しかし完全クリアの条件は未だわからない。何をどうするも、攻略を続けてみるしかない。そんな俺の目の前には前回のようにゲームTIPが現れた。ミッションをクリアする度に情報をくれる仕組みであることには間違いなかった。マニュアルのないこのゲームでは非常に大切な情報。
[TIP : このゲームの世界の女はゲームシステムの法則を受けます。あなたの現実世界に同じ女が存在していても全く違う人です。ただし、ゲームの完全クリア時には、特典として好感度80を超えた対象の存在は現実に継承されます。]
やはりここは現実と同じ平行世界だった。ただ、最後のメッセージがどうもひっかかる。好感度の高い人との関係は現実でも維持できるということだろうか。
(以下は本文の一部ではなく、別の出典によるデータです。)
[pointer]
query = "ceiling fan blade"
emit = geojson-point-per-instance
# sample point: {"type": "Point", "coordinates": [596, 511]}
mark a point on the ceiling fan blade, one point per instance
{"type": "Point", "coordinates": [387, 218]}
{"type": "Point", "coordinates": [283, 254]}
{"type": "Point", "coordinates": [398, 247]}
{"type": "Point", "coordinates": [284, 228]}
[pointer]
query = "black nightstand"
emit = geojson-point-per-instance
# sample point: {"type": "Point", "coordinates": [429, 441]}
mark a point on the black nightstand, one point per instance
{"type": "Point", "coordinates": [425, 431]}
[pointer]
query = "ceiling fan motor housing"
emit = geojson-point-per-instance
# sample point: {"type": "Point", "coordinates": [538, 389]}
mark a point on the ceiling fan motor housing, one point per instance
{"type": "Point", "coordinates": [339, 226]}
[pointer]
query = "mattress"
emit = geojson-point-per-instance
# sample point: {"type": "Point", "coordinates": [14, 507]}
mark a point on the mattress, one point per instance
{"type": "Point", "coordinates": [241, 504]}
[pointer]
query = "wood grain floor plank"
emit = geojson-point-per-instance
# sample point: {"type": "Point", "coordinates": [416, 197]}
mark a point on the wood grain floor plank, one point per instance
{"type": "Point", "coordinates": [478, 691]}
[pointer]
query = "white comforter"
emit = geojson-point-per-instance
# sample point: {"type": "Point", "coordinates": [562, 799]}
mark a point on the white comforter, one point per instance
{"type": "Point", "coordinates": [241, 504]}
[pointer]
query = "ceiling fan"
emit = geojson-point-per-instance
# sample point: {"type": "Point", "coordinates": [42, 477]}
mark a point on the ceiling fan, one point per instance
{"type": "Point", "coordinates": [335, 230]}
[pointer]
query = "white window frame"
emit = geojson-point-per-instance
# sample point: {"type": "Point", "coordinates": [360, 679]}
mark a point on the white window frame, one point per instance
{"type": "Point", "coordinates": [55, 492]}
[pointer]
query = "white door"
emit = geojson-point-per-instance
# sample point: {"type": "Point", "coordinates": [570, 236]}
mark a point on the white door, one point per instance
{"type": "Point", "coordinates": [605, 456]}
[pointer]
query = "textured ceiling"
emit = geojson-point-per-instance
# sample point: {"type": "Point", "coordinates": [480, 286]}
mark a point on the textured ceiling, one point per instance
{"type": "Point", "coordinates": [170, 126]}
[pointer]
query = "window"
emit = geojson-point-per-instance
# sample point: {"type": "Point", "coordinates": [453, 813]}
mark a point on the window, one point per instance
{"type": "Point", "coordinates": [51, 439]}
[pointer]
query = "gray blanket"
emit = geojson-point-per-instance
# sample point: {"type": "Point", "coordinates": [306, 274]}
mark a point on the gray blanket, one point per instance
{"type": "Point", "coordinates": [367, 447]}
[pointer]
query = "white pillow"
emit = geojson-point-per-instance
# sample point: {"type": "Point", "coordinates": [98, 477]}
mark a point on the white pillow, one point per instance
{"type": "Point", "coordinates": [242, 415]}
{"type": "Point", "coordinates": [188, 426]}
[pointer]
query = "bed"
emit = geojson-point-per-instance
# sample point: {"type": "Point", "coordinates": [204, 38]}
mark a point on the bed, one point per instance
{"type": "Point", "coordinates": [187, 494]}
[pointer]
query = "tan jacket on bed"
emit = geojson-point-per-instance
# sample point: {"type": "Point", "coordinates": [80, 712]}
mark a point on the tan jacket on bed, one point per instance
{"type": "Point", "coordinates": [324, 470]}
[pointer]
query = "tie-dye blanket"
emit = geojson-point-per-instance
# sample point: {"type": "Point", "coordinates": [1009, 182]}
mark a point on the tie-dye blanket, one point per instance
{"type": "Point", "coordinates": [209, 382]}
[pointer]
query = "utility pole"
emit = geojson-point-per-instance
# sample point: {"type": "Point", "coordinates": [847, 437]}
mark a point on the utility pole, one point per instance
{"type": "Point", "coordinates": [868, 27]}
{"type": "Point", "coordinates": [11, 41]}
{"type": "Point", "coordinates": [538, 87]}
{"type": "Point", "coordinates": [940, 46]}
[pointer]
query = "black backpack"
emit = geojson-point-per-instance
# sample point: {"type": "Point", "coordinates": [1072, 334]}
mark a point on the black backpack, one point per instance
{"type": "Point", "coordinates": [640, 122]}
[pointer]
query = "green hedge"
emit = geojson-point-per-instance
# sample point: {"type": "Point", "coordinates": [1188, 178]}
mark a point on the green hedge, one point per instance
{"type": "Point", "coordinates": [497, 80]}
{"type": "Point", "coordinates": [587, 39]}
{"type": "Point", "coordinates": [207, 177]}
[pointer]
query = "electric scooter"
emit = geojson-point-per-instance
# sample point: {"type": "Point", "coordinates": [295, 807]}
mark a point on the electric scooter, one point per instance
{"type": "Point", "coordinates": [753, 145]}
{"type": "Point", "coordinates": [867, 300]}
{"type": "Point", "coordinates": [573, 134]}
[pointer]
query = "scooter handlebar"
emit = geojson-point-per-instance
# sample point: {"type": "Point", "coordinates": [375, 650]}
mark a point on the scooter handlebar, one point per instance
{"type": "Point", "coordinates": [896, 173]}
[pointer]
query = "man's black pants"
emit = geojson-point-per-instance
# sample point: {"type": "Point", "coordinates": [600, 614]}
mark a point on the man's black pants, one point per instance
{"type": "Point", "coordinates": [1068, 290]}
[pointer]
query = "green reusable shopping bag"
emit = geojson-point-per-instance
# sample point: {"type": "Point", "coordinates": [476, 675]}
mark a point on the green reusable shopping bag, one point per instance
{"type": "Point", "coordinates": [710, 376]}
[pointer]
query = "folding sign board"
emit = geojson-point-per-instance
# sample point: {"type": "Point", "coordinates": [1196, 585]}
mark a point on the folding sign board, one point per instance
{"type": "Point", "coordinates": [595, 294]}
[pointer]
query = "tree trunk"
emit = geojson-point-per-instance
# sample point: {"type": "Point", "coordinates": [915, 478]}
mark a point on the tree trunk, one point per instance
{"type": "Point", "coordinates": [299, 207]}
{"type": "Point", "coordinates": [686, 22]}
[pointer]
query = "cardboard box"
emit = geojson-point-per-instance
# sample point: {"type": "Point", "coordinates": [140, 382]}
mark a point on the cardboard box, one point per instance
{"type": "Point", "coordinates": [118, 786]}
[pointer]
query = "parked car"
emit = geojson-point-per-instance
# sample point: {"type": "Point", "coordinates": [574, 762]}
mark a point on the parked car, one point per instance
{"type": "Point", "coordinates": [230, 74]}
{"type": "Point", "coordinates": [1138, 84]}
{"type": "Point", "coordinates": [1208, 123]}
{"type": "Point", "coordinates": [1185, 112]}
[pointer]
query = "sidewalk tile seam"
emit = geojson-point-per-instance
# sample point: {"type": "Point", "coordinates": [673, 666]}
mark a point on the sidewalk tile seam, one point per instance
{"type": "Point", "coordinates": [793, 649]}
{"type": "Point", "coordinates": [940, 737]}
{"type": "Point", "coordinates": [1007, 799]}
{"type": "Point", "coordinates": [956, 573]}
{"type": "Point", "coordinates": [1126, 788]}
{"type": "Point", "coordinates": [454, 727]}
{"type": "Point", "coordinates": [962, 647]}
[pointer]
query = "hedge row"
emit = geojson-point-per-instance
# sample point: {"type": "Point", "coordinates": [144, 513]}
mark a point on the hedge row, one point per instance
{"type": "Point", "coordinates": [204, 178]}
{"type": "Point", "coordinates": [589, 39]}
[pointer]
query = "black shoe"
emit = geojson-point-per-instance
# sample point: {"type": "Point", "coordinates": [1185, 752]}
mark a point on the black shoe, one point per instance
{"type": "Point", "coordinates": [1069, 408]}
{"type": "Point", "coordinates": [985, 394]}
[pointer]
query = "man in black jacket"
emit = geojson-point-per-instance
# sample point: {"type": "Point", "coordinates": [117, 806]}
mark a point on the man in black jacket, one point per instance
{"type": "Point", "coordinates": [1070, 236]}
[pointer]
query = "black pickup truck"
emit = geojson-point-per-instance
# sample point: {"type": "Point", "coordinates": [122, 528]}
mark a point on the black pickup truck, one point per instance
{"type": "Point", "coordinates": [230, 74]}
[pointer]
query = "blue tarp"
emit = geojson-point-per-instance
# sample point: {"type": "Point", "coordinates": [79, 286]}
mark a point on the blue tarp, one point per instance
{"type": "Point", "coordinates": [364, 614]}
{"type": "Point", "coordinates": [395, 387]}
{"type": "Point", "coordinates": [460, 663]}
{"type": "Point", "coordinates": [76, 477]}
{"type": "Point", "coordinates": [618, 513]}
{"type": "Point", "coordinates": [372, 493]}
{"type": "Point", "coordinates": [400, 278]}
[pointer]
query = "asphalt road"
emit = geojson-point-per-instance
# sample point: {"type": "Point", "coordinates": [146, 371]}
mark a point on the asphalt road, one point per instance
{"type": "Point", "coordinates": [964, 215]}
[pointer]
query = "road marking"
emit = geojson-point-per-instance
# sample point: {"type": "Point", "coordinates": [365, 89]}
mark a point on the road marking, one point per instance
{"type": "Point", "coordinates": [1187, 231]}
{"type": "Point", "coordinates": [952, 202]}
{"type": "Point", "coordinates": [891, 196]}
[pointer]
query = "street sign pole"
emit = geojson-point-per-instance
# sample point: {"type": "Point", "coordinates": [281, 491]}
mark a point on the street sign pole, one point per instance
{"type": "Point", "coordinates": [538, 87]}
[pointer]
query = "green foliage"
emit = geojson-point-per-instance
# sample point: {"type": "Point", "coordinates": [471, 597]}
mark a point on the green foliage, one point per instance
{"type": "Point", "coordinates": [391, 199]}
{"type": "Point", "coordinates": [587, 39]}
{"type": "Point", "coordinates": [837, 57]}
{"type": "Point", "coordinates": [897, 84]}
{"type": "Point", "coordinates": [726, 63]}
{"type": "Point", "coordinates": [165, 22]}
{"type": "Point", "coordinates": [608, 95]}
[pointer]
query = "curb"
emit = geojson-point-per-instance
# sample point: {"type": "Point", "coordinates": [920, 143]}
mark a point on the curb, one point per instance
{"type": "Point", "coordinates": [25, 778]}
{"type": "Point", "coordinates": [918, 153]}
とんだシステムだと思いながらもう一度指を持っていきウインドウを消した。もし仲が良くなった人ができたら攻略の完全クリアによって関係が切れるのは惜しいと思う。悪くはない情報。俺はすくめながら[アイテム]へ指を動かした。
そして[所持アイテム]を読み込んだ。まず先にすべきことはアイテム強化だ。
[所持アイテム]
[Lv.2 スカウター]
[万能キー]
[睡眠スプレー]
[カメラ]
[望遠鏡]
まずは[万能キー]。
[万能キー][強化1]
[どんなドアでも開けることが出来ます。]
[希望するドアの前に立ってウインドウをタッチすれば使用可能]
[レベルアップで強化が可能です。]
今回も、万能キーに関しては強化可能とのメッセージが出てきた。それをタッチすると次のメッセージが現れた。
[アイテムを強化しますか? 強化費用 : 20万円]
強化2の費用は20万円。ふむ。まあ3千万円も稼いだことだし、俺は特に悩むことなくメッセージをタッチした。
[強化が完了しました。]
[万能キー][強化2]
[どんなドアでも開けることができます。]
[希望するドアの前に立ってウインドウをタッチすれば使用可能]
[残り使用回数 10回]
回数が強化された。使用回数はなんと10回だ。十分だ。6回だったことを考えれば感無量。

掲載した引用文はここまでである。